China stocks down $952b from high
FOUR years after China's growth helped lead the global economy out of a recession, the nation's stock market has lost more money for investors than any other in the world.
The Shanghai Composite Index - which doubled in 10 months through August 2009, as the government poured US$652 billion of stimulus into building roads, railways and housing - has tumbled 43 per cent from its high, destroying US$748 billion (S$952 billion) in market value.
Only Greece's ASE Index has fallen more in percentage terms.
China looked unbeatable in 2009, surpassing Germany as the world's third-largest economy and growing 6 per cent in the first quarter, while the United States shrank 4 per cent.
Now, China is poised for the weakest expansion since 1990, as the government reins in an unprecedented US$1.6-trillion lending boom in 2009 that helped send home prices to all-time highs and left local governments with record liabilities.
Premier Li Keqiang is trying to transform China, where per-capita incomes are 88 per cent lower than in the US, from an exporter reliant on a managed currency into a consumer-led economy.
The country's stock market is like a "dead animal", said Mr Carter Worth, the New York-based chief market technician at Oppenheimer.
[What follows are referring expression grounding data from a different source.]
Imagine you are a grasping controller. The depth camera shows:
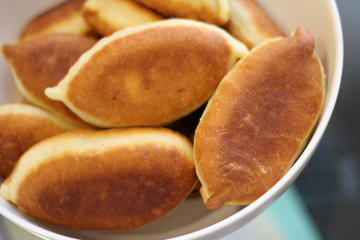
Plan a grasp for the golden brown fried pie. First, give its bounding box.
[131,0,229,26]
[194,27,325,209]
[0,128,197,230]
[0,103,74,178]
[2,34,96,126]
[83,0,164,36]
[225,0,284,48]
[45,19,247,127]
[20,0,93,41]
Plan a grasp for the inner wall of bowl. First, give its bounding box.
[0,0,339,239]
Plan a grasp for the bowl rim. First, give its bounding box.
[170,0,344,240]
[0,0,344,240]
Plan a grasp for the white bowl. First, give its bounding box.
[0,0,343,240]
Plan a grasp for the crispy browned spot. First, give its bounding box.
[194,28,324,208]
[17,143,196,230]
[0,113,67,178]
[2,34,96,127]
[67,26,230,125]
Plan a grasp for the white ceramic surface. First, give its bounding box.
[0,0,343,240]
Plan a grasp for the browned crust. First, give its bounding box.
[20,0,91,41]
[0,107,69,178]
[13,129,196,230]
[194,28,325,209]
[66,26,232,126]
[2,34,96,126]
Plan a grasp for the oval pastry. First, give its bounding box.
[0,128,197,230]
[0,103,74,178]
[194,28,325,209]
[45,19,247,127]
[2,34,97,126]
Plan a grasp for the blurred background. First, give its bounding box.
[295,0,360,240]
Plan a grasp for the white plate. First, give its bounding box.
[0,0,343,240]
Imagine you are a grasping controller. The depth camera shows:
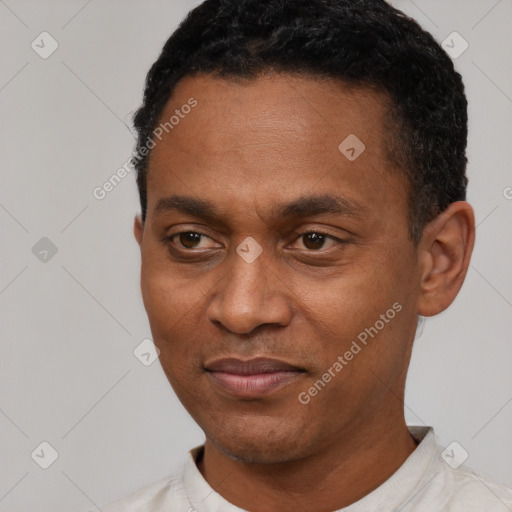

While the index doesn't have the same downside as that four years ago, the likelihood of gains is low, Mr Worth said.
The Shanghai Composite rose 0.2 per cent to 1,993.80 yesterday, paring its drop so far this year to 12 per cent, after the ruling Politburo pledged to stabilise growth while pressing on with economic reforms.
It is valued at 10.7 times reported earnings, down from 29 times at the peak in 2009.
Templeton Emerging Markets Group executive chairman Mark Mobius remains bullish on Chinese stocks. "The timeframe may be a little longer but, at the end of the day, I believe China's stock market will surpass that of the US," he said.
Measures of commodity producers, utilities and industrial companies have plunged more than 45 per cent since Aug 4, 2009. The industries account for almost half of the Shanghai Composite.
Shares that rallied during the past four years in the health-care, consumer and technology industries represent about 19 per cent of the Shanghai Composite.
A shortage of stocks that stand to benefit from the government's new focus on services has made them expensive, said Goldman Sachs' chief China strategist, Ms Helen Zhu.
Said Mr Wang Sheng, chief strategist at Shanghai-based Shenyin & Wanguo Securities: "The transformation faces lots of uncertainty and investors have yet to fully realise its pain."